徐久哭的上氣不接下氣,兩眼發紅渾身哆嗦,濃密的睫毛被淚水染濕黏在一起變成一縷一縷的。
看着好不可憐。
“沒,沒事。”徐久語不成句,幾乎是一字一頓的說:“就是,想,想祖父了”
“好好,想老太爺了。”常安給他撫着胸口順其,安慰道:“奴才也想老太爺。”
他是孤兒,被徐久撿回來,老太爺看他們投緣,就安排在徐久身邊,兩個人一起長大。
情分就像親兄弟一樣。
“明天,我們去寺廟給祖父燒香。”徐久深吸一口氣,終于平靜下來,“我們一起去。”
“嗯,一起去。”常安毫不猶豫的說:“吳媽媽的家人晚幾天去接,或者派別人去。”
“不接。”徐久道:“他們要來,我們侯府就亂了。”
上一世,侯府被吳媽媽家人把持,并把他出賣。
“真的?”常安瞪大眼睛,欣喜的問:“小侯爺,您真不打算接他們來了?”
“當然。”徐久道:“祖父托夢告訴我了,說不能去接,這些人就是禍患。”
他沒辦法說自己死而複生,只能假借祖父的名義,這樣常安不會有任何疑問。
徐久看着常安活生生的站在自己面前,忍不住鼻酸又想哭,“常安,以後就你陪着我了。”
“吳媽媽剛才給我冷臉。”徐久說:“就因為我沒讓她接管祖父私庫和大庫房,還說她把我養這麽大……有很大的功勞。”

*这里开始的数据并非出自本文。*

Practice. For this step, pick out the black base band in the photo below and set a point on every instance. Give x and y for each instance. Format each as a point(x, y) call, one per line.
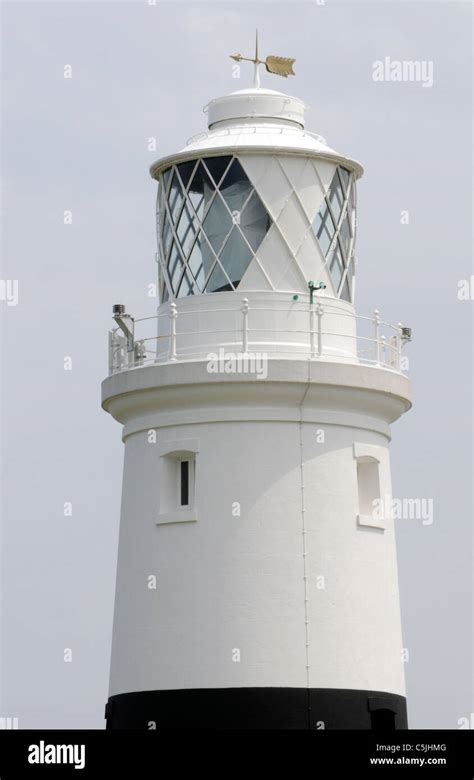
point(257, 708)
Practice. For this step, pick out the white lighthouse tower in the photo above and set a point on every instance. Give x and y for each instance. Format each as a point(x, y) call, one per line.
point(257, 577)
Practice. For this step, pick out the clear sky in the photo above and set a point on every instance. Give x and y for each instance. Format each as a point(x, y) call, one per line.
point(142, 71)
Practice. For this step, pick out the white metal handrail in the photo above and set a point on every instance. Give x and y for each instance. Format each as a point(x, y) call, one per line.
point(378, 349)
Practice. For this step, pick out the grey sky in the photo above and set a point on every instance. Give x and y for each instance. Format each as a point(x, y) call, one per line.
point(141, 71)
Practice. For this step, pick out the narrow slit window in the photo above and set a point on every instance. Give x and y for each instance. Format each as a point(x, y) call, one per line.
point(184, 482)
point(368, 484)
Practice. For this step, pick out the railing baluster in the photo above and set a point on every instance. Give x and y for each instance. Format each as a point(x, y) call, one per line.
point(383, 350)
point(245, 325)
point(320, 313)
point(377, 335)
point(398, 356)
point(173, 317)
point(312, 335)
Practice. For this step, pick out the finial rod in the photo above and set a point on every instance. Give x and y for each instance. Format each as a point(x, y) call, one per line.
point(256, 81)
point(281, 66)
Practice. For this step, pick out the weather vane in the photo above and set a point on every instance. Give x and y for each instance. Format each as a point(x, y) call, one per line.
point(281, 66)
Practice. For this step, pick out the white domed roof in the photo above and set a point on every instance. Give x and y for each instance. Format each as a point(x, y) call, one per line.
point(256, 119)
point(256, 103)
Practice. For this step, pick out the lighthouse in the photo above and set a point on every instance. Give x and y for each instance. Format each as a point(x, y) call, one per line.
point(257, 581)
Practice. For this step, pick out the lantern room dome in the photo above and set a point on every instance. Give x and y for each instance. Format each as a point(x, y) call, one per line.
point(256, 104)
point(257, 119)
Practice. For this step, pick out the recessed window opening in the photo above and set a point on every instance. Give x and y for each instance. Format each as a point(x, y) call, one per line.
point(184, 472)
point(368, 484)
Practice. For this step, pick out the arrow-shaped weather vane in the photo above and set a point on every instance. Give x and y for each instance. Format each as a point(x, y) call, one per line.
point(281, 66)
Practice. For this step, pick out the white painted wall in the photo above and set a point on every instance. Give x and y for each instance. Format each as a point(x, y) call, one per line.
point(227, 582)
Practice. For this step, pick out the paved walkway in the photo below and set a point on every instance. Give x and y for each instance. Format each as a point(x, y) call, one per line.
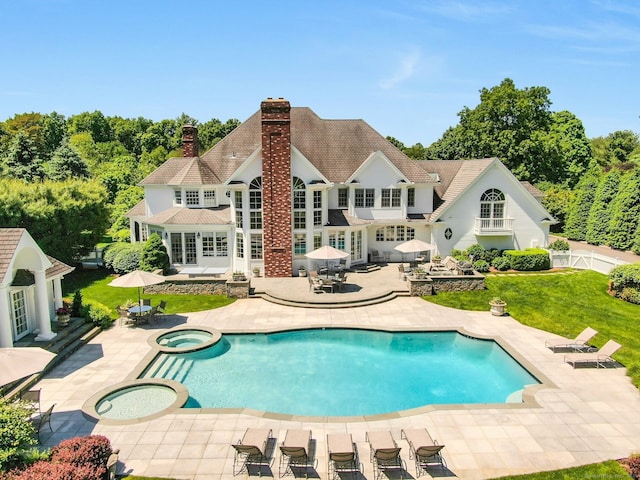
point(583, 416)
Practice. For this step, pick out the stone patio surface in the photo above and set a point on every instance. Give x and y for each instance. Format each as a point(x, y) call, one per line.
point(586, 415)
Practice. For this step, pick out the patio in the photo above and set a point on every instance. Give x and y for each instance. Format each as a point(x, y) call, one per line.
point(573, 423)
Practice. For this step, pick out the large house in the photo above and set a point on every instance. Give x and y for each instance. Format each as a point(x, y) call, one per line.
point(286, 182)
point(30, 287)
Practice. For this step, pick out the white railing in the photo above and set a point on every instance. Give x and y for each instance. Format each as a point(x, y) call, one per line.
point(494, 225)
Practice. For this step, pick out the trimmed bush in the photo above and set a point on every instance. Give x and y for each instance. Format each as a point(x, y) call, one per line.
point(529, 259)
point(560, 245)
point(481, 266)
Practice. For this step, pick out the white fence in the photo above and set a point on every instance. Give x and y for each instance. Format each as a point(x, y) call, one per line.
point(584, 260)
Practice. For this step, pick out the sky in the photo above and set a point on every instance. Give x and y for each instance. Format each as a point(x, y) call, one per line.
point(405, 67)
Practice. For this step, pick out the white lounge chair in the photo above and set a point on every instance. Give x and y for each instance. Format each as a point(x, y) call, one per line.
point(600, 358)
point(578, 344)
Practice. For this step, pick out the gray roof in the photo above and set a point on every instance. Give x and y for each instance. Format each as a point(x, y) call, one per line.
point(337, 148)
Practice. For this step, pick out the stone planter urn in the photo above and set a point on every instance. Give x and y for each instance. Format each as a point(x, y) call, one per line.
point(497, 306)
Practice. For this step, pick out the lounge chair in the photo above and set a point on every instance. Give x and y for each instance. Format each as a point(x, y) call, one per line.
point(577, 344)
point(40, 421)
point(423, 449)
point(600, 358)
point(296, 452)
point(342, 455)
point(252, 450)
point(385, 454)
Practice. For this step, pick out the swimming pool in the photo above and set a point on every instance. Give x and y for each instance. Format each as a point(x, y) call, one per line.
point(342, 372)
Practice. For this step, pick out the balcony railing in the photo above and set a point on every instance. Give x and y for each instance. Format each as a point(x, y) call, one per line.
point(494, 226)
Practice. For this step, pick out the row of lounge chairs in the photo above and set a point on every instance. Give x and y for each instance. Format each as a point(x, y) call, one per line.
point(581, 353)
point(254, 452)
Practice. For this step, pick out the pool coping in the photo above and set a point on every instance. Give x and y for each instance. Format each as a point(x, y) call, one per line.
point(133, 378)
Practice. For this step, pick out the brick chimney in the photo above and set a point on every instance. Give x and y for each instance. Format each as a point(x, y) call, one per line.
point(276, 187)
point(190, 141)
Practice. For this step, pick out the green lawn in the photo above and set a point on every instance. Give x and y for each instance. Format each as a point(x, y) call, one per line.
point(564, 304)
point(93, 285)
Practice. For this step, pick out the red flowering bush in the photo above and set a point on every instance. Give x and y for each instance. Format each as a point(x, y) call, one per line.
point(92, 450)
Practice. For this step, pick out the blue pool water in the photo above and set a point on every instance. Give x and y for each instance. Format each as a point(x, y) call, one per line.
point(339, 372)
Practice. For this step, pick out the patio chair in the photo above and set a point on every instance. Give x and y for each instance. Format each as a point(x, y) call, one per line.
point(252, 450)
point(577, 344)
point(32, 397)
point(423, 449)
point(40, 421)
point(385, 454)
point(296, 452)
point(600, 358)
point(342, 455)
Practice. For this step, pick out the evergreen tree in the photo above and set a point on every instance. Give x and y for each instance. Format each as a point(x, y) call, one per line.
point(625, 212)
point(22, 161)
point(578, 214)
point(600, 213)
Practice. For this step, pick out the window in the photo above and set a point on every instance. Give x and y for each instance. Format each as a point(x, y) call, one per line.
point(343, 197)
point(299, 244)
point(209, 197)
point(239, 246)
point(193, 198)
point(364, 197)
point(256, 246)
point(299, 220)
point(390, 198)
point(492, 204)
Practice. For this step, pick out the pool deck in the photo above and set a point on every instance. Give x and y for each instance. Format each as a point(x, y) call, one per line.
point(586, 415)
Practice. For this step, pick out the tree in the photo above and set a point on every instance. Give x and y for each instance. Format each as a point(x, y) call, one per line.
point(67, 219)
point(517, 126)
point(66, 163)
point(578, 214)
point(22, 160)
point(154, 255)
point(625, 212)
point(600, 212)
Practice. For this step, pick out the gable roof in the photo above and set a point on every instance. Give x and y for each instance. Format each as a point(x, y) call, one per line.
point(335, 147)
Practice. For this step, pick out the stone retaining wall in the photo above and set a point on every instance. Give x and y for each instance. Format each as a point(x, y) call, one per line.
point(434, 284)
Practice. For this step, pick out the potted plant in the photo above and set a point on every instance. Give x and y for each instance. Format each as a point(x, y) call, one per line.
point(64, 316)
point(498, 306)
point(238, 276)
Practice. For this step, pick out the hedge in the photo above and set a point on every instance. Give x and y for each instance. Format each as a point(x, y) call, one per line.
point(528, 259)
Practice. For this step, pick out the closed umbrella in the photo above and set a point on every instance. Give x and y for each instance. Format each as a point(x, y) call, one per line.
point(414, 246)
point(20, 362)
point(137, 278)
point(327, 253)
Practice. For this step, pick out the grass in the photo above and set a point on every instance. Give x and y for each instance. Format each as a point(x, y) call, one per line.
point(563, 304)
point(609, 470)
point(93, 286)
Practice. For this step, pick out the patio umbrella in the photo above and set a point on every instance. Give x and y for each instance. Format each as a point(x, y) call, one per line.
point(414, 246)
point(137, 278)
point(19, 362)
point(327, 253)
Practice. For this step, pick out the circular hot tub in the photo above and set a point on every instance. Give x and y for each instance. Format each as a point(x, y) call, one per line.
point(136, 400)
point(185, 339)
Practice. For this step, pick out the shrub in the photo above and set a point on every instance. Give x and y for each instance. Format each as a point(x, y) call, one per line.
point(76, 306)
point(501, 263)
point(154, 255)
point(481, 266)
point(128, 259)
point(560, 245)
point(16, 435)
point(98, 314)
point(529, 259)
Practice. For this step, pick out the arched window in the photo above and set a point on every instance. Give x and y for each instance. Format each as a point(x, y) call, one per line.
point(492, 204)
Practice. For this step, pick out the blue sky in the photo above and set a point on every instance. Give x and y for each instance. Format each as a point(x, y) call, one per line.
point(405, 67)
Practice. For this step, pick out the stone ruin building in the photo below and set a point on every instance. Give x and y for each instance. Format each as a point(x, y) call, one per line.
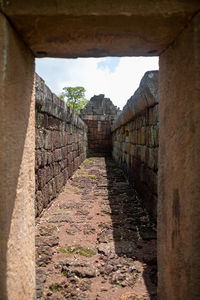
point(168, 29)
point(99, 115)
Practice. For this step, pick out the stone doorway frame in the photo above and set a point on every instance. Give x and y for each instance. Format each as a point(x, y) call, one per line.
point(177, 42)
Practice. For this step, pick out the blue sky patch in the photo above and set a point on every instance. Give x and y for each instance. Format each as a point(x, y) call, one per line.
point(110, 62)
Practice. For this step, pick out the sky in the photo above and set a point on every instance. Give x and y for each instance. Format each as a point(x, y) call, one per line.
point(115, 77)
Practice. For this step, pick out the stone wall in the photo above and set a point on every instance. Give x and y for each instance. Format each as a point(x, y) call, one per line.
point(99, 115)
point(135, 139)
point(61, 142)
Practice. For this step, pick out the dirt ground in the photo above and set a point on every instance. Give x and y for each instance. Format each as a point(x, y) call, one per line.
point(95, 241)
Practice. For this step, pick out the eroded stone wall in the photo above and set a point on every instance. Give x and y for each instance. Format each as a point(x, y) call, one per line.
point(61, 142)
point(135, 139)
point(99, 115)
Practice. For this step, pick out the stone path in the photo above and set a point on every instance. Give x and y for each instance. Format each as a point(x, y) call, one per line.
point(95, 241)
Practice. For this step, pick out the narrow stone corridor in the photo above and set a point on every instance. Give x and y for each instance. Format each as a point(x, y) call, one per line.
point(95, 241)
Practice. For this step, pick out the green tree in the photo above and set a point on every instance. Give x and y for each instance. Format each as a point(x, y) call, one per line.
point(74, 97)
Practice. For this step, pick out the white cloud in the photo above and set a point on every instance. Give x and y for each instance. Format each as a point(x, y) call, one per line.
point(119, 85)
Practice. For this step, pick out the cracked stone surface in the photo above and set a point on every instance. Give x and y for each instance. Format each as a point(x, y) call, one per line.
point(96, 241)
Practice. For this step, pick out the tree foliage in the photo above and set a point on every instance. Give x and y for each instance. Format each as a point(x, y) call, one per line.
point(74, 97)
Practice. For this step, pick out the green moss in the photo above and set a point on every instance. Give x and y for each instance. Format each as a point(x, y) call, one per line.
point(78, 249)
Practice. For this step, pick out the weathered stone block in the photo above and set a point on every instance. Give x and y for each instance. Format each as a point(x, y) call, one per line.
point(47, 140)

“我呸。”常安狠狠往地上吐了一口,“一個奴才還給主子臉色看,誰給她的膽子。”
“她好意思說養小侯爺,那是她的本分,一個奶娘還妄想騎在主子頭上。”
常安一連罵了幾句,見徐久呆呆的看着自己,不好意思的撓撓頭。
“小侯爺。”常安解釋道:“奴才知道您看重吳媽媽,心裏一直把她當親娘,但她這樣是對主子不敬。”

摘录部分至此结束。